Safossen's (in deference to his or her privacy, I omitted the last part of the e-mail address) complaint would best be addressed to the Rocky's publisher or business manager who may be more sensitive to the possible loss of readership associated with my presence on their editorial pages.

Since I'm not paid very much for my weekly columns (I make more from a few days of radio or a speech or two than from a year of column writing), safossen's threat doesn't much impress me. I write my column more as a labor of love. I could "take one for the team" and give up my Rocky column to score safossen's subscription for the paper, but that might be counterproductive if it results in a loss of readership from the folks who like to read what I write. Apparently, Rocky management sees it that way, too, otherwise they'd have dumped me years ago.

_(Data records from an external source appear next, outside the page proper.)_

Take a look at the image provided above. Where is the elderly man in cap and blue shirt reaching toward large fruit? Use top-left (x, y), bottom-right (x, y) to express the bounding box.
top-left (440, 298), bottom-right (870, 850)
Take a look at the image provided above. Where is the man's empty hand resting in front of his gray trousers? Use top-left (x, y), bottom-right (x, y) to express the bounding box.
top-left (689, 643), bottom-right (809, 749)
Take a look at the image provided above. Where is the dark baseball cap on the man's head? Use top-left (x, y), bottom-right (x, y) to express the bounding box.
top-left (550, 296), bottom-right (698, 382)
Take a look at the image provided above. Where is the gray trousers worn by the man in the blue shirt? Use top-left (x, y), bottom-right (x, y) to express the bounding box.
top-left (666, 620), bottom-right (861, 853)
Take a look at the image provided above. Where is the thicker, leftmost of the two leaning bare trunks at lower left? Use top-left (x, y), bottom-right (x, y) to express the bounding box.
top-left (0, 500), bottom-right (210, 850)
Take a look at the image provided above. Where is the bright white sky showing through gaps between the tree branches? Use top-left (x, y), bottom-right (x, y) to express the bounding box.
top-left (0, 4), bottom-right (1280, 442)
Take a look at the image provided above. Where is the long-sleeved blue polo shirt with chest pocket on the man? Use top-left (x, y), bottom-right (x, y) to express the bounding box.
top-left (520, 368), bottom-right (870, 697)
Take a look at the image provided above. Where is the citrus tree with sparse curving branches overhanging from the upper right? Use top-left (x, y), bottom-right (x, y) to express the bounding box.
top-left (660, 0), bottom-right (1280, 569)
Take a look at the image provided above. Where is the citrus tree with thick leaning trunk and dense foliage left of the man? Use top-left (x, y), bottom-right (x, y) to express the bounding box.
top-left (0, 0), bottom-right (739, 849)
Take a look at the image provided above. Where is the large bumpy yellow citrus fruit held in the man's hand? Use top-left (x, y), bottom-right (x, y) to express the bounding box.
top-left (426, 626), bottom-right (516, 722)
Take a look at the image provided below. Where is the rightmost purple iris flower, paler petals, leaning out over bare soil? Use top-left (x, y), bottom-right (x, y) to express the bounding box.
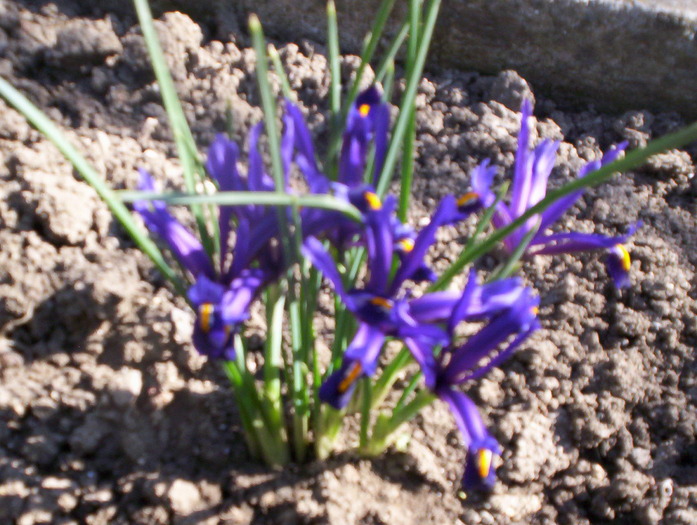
top-left (468, 100), bottom-right (639, 288)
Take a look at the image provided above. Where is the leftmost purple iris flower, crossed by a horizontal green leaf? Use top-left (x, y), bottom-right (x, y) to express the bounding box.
top-left (134, 125), bottom-right (283, 359)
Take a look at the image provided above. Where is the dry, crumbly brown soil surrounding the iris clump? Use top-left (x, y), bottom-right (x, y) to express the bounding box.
top-left (0, 0), bottom-right (697, 525)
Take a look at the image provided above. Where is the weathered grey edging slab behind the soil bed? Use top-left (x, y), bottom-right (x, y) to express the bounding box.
top-left (141, 0), bottom-right (697, 117)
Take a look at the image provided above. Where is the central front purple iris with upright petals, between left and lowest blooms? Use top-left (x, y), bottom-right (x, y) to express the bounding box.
top-left (303, 196), bottom-right (458, 408)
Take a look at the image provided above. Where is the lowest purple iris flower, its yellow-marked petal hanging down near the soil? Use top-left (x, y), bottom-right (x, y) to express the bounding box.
top-left (419, 272), bottom-right (539, 489)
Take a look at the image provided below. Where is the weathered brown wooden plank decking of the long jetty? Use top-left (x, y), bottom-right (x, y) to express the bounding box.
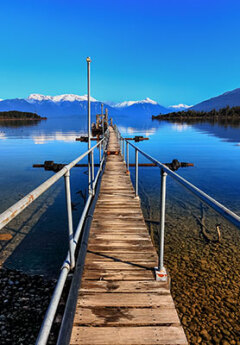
top-left (70, 127), bottom-right (187, 345)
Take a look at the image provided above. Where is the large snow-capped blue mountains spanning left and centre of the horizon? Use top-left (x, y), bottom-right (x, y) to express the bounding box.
top-left (0, 93), bottom-right (169, 118)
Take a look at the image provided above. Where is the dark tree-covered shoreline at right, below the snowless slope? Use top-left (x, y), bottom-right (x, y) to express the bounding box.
top-left (152, 106), bottom-right (240, 120)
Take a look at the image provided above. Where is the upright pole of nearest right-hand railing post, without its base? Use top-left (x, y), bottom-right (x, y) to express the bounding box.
top-left (158, 169), bottom-right (167, 271)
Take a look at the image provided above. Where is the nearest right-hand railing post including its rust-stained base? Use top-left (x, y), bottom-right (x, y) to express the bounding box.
top-left (155, 169), bottom-right (167, 281)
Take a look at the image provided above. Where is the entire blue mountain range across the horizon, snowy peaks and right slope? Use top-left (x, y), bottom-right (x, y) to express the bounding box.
top-left (0, 88), bottom-right (240, 119)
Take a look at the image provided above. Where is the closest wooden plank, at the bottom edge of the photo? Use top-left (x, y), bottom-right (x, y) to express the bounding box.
top-left (70, 326), bottom-right (187, 345)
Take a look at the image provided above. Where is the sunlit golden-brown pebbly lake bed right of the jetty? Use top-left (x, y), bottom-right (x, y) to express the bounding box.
top-left (144, 191), bottom-right (240, 345)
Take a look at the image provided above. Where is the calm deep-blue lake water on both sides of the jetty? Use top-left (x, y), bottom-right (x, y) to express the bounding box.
top-left (0, 118), bottom-right (240, 274)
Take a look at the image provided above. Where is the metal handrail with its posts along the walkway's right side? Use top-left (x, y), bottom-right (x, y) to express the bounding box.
top-left (114, 126), bottom-right (240, 275)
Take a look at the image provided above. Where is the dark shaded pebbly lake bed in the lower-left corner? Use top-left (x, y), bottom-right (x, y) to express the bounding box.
top-left (0, 268), bottom-right (56, 345)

As to the substance of safossen's complaint, the reason I haven't jumped on the Obama "bandwagon" is that I, along with about 58 million other Americans who voted for McCain or someone else, don't necessarily agree with Obama's vision and his overall platform. Did liberals suddenly become conservatives when Ronald Reagan was elected? Does safossen really believe that the Rocky should become the Obama Mountain News, publishing only the views of Obama worshippers? That wouldn't make for very diverse or interesting commentary. One wonders if safossen was similarly critical of those who disagreed with George W. Bush after he was elected president. Is there only room for liberals and Democrats on this nation's bandwagon?

While newspapers continue to fold in other cities, Denver is fortunate to still have two quality, major papers. From where I sit, both papers, the Rocky Mountain News and The Denver Post, lean left on their news pages. This is largely a function of the culture of the journalistic trade and the political sentiments of most of the people who are attracted to it. It puts the onus on editors who value objectivity to mentor, scrutinize and restrain the populist, liberal instincts of their reporters. I think John Temple, the Rocky's editor, does a better job of this than Greg Moore, his counterpart at the Post.

Editorially, the Rocky's opinion pages, under the direction of Vincent Carroll, lean right while the Post's lean left. This is healthy. If safossen is offended by my once-a-week opinions at this paper, he or she can find support on a daily basis from the Rocky's full-time stable of liberal metro columnists like Mike Littwin, Tina Griego and Bill Johnson; and editorial cartoonist, Ed Stein (with nary a conservative in that bunch). Or is safossen intolerant of conservative dissent from liberal orthodoxy?

Furthermore, safossen, as for my treatment on these pages of Barack Obama, soon to be our president and commander in chief, I'm as concerned as you about these difficult times. As I explained in the column that drew your ire, I don't believe he will usher in an era of post-partisan, centrist governance. He can prove me wrong by restraining his party's extremists and adopting some conservative ideas. For the good of our country, I hope that happens. And if it does, I'll give him credit, just as I reserve the right to criticize him when we disagree. Unlike the obsessive Bush-haters of the last eight years, I don't despise the man.